Cloud Pak for Data is not aware of the nature of data that it is handling other than at a technical level (for example, encoding, data type, size). Therefore, Cloud Pak for Data can never be aware of the presence or lack of personal data. Customers must track whether personal information is present in the data that is being used by Cloud Pak for Data.

For more information, see What regulations does Cloud Pak for Data comply with?

Additional security measures

To protect your Cloud Pak for Data instance, consider the following best practices.

Network isolation

As a best practice, you should use network isolation to isolate the Red Hat OpenShift project (Kubernetes namespace) where Cloud Pak for Data is deployed. Then, you must ensure that only the appropriate services are accessible outside the namespace or outside the cluster.
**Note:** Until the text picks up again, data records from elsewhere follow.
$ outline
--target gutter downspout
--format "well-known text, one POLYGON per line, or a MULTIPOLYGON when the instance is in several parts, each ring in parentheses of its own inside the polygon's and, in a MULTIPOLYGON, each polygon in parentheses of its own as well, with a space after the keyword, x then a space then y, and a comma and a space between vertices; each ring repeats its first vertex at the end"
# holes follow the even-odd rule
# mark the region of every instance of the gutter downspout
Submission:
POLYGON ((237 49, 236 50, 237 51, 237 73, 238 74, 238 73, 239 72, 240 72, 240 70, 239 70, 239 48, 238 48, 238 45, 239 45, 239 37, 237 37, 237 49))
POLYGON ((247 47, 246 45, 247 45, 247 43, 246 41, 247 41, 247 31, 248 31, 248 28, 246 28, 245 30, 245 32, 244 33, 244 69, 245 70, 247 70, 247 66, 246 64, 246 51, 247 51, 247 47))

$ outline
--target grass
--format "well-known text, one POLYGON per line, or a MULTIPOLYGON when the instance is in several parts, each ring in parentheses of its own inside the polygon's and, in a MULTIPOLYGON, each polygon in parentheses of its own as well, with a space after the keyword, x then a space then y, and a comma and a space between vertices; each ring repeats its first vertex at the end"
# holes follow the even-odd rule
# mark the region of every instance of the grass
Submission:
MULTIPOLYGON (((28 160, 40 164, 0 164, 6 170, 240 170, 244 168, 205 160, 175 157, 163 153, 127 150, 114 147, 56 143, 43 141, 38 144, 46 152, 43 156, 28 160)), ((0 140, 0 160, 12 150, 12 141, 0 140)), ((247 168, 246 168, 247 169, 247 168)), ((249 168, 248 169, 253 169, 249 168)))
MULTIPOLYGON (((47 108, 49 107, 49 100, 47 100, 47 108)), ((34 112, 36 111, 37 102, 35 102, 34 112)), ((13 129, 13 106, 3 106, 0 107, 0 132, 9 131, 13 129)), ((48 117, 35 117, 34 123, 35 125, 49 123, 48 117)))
For more information about network isolation, review the following OpenShift documentation.

• Understand software defined networking options with Red Hat OpenShift
• Using NetworkPolicy objects for custom isolation policies
• Isolating applications in OpenShift projects

Setting up an elastic load balancer

To filter out unwanted network traffic, such as protecting against Distributed Denial of Service (DDoS) attacks, use an elastic load balancer that accepts only full HTTP connections. Using an elastic load balancer that is configured with an HTTP profile inspects the packets and forward only the HTTP requests that are complete to the Cloud Pak for Data web server. For more information, see Protecting Against DDos Attacks.

Disabling the external registry route

For the registry server, you can disable the external route that is used to push images to the registry server when you are not installing Cloud Pak for Data. However, if you leave the route disabled when you try to install Cloud Pak for Data, the installation fails.